Thanks for the kind words! That was one of the tiny design decision I made in the first few weeks of the project. I came up with that central hook as a place from where to fetch a solid time reference. If it ended up enforcing good usage of timezones, the original intent was more convoluted.
I was building a system in a domain for which transactions were basically invented. Try for instance explaining to customers that their credit cards got charged twice because of eventual consistency…
Scaleway’s ambition was to have datacenters all over the world (that’s the reason I signed in). So how the codebase would behave in a massively distributed architecture? Time at that scale is hard. And it was at the root of everything, so I created that unique entry point to fetch a reliable timestamp.
It was supposed to be a gateway to the local datacenter’s GPS source, or a fancy atomic clock. I even fantasized having access to TrueTime -like protocols (not even sure we even needed it). BTW, did you know Google’s TrueTime is staffed by 16 senior SREs , which “ had take measures up to and including calling the USAF and telling them their satellites are fucked up ”?
Busting coupling ¶
By “chance” the tests were always run in the right order for years. This situation could have been detected way earlier by using a random execution order for tests. It happens that python has simple modules to do so.

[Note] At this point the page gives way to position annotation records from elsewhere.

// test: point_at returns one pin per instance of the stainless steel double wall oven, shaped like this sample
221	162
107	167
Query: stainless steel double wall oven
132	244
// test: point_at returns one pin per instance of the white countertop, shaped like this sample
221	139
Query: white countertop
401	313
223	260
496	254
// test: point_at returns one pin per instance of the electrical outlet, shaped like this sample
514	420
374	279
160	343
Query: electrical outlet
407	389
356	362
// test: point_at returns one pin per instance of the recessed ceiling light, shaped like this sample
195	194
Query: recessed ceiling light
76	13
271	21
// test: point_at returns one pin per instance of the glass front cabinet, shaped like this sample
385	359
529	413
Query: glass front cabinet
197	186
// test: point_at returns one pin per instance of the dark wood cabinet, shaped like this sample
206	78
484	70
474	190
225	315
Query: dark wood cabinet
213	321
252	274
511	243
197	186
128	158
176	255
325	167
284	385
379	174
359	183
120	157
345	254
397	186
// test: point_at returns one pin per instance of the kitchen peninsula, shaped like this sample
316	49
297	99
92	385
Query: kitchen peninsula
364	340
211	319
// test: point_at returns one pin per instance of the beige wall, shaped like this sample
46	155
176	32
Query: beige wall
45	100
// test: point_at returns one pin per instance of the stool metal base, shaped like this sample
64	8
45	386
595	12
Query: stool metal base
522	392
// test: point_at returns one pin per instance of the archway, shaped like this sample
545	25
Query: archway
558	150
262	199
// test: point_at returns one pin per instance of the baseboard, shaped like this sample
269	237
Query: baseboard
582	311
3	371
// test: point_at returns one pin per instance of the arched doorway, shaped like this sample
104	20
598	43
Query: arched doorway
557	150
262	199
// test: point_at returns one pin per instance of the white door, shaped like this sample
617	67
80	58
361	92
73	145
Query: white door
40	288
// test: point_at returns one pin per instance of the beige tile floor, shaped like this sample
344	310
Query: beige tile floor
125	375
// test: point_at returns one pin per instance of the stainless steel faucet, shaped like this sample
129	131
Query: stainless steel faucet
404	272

Great minds think alike! I switched over
pytest
in my pet projects (namely
meta-package-manager
and
mail-deduplicate
) and used
pytest-randomly
too to great success.
BTW,
pytest
is powerful, but feels magical at times. I spent more time working on it than I anticipated, so a switch to
pytest
should be seen as an investment to increase the quality of your software.
Randomize all the things! ¶
A good flakiness
(…) the test was generating numerous instances of the class with randomized inputs.
That good flakiness has a name: fuzzing ! 😉